A ridiculously picturesque coastline
Always take a moment to stop, breathe and enjoy where you are
Sometimes the path ahead got a little crowded, but generally all were quite good at distancing…

We just didn’t want to stop walking. Looking at the map, we saw we would be heading out along a peninsula that would bring us quite close back to St Davids, so we agreed to keep going and take a chance we could get a bus or taxi into the village (oops, city).

It was glorious weather, Pembrokeshire was showing off her early autumn glory. The bracken was turning a more golden brown, the heather flowers were largely gone, the remaining blackberries plump and almost over ripe, but especially with no lunch or breakfast with us, absolutely delicious. A small apple each was all we had with us, but what a spot to sink our teeth into them.

Where else would you sit and enjoy tea and fruit?

After a few hours we had only seen a couple of other walkers, then a couple told us there were seals around in the next bay.
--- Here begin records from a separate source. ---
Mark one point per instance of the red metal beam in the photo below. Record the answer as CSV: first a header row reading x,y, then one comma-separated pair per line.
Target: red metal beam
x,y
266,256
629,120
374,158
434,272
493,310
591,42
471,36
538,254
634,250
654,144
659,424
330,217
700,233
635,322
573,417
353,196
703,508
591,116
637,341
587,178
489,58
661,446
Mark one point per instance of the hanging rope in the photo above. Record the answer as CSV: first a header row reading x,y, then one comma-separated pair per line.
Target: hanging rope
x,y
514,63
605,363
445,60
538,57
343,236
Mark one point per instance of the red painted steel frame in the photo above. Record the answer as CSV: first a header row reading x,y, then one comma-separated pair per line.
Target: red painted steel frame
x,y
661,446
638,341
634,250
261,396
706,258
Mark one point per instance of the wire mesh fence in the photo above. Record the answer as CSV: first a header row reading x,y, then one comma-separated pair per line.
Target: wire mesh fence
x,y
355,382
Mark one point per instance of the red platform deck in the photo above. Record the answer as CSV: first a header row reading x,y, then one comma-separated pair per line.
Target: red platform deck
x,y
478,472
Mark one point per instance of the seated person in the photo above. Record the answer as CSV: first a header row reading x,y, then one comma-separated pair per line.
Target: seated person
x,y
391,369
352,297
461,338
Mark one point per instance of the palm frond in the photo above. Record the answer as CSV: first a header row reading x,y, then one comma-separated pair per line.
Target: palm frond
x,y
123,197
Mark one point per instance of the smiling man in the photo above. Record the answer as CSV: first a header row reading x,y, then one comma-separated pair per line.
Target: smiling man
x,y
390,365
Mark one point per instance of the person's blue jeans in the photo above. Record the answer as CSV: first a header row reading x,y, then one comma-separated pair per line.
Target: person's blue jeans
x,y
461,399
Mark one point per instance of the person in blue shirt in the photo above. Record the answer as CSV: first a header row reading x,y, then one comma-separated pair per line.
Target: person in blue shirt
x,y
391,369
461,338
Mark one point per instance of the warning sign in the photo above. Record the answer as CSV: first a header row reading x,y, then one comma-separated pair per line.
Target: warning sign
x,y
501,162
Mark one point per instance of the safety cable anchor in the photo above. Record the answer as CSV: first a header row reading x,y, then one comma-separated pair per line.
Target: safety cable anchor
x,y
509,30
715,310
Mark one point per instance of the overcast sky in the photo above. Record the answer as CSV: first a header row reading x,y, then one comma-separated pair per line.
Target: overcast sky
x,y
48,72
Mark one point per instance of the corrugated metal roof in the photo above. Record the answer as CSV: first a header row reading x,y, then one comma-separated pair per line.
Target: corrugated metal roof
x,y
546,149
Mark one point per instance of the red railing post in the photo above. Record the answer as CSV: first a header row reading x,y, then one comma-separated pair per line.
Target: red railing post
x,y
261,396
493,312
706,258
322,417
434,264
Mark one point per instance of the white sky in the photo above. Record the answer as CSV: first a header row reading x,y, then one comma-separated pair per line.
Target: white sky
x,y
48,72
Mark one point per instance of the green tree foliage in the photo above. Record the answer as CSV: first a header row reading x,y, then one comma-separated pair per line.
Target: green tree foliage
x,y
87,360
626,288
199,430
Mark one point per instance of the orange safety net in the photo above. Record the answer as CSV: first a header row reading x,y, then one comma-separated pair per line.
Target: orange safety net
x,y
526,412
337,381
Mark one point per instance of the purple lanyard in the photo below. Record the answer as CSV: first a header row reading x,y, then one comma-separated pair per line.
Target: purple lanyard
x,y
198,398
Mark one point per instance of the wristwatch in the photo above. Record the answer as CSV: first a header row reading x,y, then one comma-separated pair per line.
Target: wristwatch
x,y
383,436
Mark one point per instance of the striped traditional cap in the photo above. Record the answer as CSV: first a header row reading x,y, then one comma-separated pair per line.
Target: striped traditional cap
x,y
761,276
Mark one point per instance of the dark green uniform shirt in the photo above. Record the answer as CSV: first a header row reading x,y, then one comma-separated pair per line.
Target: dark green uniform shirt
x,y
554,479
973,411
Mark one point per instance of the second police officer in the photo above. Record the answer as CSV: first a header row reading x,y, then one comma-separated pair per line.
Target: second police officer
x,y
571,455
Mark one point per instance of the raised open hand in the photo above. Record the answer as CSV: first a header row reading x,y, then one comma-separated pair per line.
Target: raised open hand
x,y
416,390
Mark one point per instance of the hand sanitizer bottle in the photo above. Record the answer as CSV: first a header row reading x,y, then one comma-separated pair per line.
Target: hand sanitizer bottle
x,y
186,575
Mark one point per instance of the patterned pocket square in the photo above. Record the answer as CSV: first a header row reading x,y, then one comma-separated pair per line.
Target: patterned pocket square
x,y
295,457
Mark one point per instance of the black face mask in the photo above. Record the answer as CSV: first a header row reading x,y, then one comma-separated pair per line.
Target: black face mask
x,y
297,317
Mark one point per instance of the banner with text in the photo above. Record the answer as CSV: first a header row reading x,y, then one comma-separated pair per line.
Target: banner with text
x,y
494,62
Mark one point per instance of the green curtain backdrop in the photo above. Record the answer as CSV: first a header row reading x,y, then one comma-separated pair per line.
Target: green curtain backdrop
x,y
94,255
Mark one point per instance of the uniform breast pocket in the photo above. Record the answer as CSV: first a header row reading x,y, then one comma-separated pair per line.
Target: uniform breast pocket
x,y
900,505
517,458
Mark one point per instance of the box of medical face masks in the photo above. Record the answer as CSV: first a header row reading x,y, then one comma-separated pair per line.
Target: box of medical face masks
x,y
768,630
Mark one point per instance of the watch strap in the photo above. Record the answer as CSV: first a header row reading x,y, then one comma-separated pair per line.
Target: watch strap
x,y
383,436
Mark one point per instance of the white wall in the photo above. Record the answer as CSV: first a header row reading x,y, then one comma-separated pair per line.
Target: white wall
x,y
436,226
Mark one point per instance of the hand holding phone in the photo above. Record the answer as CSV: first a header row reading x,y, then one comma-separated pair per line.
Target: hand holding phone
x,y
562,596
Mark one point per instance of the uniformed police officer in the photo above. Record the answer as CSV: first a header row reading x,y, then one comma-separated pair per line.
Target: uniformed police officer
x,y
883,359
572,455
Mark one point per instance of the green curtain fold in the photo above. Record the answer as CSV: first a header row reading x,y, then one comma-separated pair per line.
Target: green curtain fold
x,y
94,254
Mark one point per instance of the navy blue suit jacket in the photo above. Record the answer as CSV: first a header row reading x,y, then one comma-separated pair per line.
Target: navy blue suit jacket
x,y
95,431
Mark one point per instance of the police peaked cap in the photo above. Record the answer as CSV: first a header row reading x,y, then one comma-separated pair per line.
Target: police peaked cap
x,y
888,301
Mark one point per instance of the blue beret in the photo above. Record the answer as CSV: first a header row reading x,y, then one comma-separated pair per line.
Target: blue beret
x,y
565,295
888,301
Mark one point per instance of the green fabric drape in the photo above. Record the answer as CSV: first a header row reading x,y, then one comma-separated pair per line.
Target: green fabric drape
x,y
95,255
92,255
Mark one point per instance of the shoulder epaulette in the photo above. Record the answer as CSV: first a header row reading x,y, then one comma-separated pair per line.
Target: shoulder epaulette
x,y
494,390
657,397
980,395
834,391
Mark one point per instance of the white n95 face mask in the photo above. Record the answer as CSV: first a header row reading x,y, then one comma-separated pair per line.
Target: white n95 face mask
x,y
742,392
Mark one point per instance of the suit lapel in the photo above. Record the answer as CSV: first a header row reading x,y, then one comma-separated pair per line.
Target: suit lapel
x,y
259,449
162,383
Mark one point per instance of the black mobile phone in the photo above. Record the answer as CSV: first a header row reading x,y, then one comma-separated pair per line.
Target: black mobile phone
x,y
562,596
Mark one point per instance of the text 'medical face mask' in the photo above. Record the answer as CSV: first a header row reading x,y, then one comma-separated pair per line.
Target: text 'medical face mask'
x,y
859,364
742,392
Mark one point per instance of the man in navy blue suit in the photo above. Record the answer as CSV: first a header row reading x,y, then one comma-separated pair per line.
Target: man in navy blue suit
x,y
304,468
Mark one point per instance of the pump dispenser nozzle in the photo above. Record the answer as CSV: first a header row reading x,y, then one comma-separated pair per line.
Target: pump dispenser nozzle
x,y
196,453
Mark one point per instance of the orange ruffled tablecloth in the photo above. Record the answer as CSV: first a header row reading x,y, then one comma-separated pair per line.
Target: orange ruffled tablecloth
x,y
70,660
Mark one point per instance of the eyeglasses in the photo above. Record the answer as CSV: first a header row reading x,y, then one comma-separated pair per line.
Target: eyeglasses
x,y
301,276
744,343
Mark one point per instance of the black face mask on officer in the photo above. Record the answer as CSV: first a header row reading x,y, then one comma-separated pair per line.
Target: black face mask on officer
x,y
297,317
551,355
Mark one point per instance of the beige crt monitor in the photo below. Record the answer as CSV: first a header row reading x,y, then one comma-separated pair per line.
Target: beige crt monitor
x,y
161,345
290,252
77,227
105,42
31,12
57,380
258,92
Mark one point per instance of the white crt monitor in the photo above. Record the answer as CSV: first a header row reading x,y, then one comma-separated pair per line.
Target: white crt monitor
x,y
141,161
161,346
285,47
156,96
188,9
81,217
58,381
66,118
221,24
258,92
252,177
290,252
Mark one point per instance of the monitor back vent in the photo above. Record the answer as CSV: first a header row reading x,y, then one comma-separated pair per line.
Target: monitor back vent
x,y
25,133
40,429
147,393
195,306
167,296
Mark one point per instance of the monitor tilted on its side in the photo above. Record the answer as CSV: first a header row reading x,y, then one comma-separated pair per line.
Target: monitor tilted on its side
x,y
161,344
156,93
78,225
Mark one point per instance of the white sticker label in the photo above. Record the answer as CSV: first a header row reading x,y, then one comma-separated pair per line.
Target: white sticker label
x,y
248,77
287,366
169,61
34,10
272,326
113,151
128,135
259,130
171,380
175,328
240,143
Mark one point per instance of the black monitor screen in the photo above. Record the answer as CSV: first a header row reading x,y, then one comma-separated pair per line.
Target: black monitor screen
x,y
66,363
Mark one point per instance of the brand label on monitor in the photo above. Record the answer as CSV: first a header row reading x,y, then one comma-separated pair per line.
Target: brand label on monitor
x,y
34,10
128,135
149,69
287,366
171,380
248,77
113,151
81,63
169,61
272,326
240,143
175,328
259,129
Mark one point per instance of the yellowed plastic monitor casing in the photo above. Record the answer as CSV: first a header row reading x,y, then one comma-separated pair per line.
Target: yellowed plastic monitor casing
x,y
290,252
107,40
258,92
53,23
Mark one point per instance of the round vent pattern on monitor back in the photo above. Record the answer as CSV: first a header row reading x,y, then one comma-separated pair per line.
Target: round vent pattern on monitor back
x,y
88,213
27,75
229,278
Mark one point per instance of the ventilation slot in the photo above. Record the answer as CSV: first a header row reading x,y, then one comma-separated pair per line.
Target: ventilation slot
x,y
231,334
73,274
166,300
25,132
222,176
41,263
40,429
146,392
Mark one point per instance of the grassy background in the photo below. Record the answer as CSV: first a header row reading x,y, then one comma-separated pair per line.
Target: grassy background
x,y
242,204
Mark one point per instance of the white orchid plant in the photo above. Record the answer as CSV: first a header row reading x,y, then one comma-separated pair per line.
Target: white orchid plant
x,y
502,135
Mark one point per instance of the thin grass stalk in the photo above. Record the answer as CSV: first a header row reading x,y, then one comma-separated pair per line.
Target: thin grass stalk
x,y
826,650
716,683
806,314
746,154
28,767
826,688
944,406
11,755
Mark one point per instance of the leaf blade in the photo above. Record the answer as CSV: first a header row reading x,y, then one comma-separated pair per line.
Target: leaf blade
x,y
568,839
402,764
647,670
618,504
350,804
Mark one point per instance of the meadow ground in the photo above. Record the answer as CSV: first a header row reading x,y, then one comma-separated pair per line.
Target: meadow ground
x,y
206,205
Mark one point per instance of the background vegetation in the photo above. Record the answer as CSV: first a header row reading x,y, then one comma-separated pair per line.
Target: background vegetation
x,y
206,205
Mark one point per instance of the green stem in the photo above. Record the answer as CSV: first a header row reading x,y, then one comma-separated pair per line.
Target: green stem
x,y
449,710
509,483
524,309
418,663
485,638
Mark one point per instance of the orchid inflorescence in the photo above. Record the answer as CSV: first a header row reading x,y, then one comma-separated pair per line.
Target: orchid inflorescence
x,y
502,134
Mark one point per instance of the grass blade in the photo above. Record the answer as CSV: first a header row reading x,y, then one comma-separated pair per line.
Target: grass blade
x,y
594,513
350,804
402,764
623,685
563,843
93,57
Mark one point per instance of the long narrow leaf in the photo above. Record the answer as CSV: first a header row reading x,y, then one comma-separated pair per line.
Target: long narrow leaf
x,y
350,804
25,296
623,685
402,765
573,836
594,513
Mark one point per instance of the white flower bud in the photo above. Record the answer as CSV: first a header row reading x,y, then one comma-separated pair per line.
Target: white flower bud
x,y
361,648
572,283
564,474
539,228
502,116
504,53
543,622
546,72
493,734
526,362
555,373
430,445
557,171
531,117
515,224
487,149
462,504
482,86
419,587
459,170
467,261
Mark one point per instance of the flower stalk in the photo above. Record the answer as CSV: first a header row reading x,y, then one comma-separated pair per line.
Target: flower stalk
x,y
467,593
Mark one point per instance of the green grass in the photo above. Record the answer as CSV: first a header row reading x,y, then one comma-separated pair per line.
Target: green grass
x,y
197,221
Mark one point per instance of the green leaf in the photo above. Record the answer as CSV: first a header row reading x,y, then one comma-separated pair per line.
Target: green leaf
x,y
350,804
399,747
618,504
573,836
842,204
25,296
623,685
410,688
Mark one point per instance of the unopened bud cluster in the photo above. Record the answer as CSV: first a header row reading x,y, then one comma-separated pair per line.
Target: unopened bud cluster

Their plaintive calls echoed around the cliffs, mums calling to their pups and vice versa.

Playful adult seals
Look carefully and you will see a white seal pup stranded up on a rock, patiently awaiting the return of its parents for a feed
Around the corner, another seal mum is able to feed her pup as she left it accessible on the beach

We watched them for ages, spellbound as they occasionally seemed to look up at us on the cliffs above them. “What are they staring at?” framed in a bubble over their flickering whiskers.

Our destination, Whitesands Beach, overlooked by Carn Llidi…we decided we needed to conclude our hike by climbing this…
We look back at the coastline we have followed over the past few hours
Feeling quite pleased with ourselves – our longest day-walk yet and we still have energy to spare
Click on the map to access the walk in Strava

What a perfect day. We walked, we talked, we laughed, and we gazed in wonderment. What more can you ask?